I found my old MacBook from 2008. The last time it was used, I was panicked, trying to use its battery to charge my phone via USB so I could call the coast guard, during Hurricane Harvey.
Needless to say, it had some water damage, and it ended up getting knocked about. I had a 2.5 SSD laying around, and a few YouTube videos came up about repairing the plastic era MacBooks, so I felt inspired. I opened it to see how bad it was, and it wasn't really that hurt--the screen has some weird water stains on the inside, but the CPU/RAM/etc all seemed fine, no rust, and they'd obviously dried in the 5 years since it'd been last touched.
So I bought a charger to see if it'd turn on, and it took a charge, and even made that old Mac chime, trying to turn on. No drive detected though, so I slapped in the SSD and installed Mac OS El Capitan, which is the latest OSX it can take. Sluggish, watery screen, and ran burning hot to the touch. Pretty much unusable.

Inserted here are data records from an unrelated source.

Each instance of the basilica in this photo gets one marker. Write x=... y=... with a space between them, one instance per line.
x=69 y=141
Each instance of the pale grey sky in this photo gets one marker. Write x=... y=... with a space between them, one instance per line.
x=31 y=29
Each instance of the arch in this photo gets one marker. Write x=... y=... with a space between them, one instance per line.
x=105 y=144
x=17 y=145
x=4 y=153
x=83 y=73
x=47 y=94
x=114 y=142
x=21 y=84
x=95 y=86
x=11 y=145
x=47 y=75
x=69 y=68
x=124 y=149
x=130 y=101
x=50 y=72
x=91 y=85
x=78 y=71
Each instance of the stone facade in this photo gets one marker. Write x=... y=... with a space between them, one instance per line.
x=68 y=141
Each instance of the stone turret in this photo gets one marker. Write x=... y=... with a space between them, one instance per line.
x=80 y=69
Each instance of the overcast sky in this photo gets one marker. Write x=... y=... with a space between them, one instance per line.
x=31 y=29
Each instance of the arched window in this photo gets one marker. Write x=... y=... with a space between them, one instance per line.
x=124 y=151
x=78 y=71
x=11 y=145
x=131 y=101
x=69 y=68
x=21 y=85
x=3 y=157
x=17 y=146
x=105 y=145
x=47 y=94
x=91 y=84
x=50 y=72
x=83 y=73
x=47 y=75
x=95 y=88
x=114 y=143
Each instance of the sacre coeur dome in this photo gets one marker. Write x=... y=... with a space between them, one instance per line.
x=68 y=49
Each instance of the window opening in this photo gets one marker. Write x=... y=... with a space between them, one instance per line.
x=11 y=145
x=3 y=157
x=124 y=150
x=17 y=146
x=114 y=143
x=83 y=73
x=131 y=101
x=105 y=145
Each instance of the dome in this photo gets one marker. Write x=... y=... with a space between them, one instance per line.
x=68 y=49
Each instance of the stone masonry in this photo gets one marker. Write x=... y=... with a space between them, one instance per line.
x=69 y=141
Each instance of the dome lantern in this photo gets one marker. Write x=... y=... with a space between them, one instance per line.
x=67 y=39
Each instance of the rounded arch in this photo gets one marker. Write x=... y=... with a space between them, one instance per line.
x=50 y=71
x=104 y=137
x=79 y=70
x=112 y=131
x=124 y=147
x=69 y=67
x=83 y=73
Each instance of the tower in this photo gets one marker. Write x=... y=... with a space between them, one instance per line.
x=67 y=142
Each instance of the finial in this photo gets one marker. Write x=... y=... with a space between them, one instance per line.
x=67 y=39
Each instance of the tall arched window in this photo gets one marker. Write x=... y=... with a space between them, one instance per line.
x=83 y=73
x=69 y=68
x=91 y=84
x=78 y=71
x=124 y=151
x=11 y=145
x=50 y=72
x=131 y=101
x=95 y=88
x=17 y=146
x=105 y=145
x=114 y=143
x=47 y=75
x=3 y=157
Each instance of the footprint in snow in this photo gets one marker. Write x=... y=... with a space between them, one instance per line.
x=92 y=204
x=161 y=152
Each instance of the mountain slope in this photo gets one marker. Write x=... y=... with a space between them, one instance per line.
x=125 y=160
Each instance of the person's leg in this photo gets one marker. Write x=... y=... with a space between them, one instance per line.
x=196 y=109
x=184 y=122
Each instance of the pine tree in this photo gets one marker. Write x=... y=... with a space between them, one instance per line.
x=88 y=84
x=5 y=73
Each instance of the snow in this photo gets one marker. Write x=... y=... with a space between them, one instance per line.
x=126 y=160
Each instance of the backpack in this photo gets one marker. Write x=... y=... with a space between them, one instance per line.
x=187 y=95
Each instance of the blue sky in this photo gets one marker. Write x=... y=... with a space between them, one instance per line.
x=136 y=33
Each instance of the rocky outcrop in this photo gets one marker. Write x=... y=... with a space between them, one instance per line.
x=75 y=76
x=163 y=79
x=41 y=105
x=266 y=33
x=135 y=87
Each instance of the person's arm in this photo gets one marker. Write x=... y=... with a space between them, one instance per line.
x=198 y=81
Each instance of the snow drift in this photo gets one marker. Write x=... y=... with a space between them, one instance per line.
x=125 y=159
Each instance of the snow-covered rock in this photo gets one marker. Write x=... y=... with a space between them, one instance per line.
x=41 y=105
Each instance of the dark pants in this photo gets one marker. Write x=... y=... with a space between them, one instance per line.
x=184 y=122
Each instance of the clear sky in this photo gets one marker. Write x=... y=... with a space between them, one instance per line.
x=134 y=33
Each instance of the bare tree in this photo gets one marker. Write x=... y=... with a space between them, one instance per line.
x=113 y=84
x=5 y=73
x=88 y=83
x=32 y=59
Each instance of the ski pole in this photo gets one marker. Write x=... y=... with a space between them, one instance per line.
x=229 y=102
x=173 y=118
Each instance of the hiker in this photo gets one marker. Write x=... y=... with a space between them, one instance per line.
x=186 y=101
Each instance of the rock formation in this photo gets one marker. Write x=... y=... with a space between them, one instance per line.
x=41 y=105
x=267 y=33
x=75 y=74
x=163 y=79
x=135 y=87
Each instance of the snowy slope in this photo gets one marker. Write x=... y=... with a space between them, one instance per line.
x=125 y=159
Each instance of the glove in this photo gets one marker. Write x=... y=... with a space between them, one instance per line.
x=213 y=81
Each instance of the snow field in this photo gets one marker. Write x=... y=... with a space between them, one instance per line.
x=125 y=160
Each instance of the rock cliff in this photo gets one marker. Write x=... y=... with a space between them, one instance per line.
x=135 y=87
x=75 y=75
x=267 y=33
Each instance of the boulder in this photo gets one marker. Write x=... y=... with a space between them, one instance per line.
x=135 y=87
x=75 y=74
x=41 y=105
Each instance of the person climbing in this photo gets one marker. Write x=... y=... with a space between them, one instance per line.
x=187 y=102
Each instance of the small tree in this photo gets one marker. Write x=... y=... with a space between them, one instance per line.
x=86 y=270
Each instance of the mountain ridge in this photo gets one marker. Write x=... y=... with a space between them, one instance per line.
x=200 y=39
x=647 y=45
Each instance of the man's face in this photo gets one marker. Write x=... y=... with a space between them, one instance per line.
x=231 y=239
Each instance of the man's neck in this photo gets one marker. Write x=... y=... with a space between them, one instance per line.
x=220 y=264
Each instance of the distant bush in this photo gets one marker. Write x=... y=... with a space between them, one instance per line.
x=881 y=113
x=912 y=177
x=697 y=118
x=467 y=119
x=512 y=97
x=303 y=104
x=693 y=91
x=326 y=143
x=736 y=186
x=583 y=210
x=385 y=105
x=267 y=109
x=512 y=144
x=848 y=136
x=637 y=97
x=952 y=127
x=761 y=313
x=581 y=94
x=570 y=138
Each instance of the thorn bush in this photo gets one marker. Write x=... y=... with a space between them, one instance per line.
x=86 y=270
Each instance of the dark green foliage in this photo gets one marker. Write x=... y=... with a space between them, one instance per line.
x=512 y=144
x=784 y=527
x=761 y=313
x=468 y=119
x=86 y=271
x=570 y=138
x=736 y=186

So I took it back apart--starting with the battery, then the SSD, the brackets, and eventually the heatsink covering the CPU. I cleaned it with isopropyl, reapplied the thermal paste, put the cleaned heatsink back on, and picked up 2x4GB of really old RAM, to replace the 1GB stick. It ran SO much better--warm, but not painfully hot to the touch, and it could actually be used like a laptop, if you didn't mind all the smudges inside the screen.
I don't know exactly why I invested time into it--I'm not dire for a laptop, but there was some sort of therapeutic process of taking apart and reassembling something that was destroyed by the hurricane and then making it work again once more. I really had a good time with the whole deal.
I'm not sure how to repair the screen, if it's even possible with my skill level, or if I even want to, but it made me happy to get it back to usable.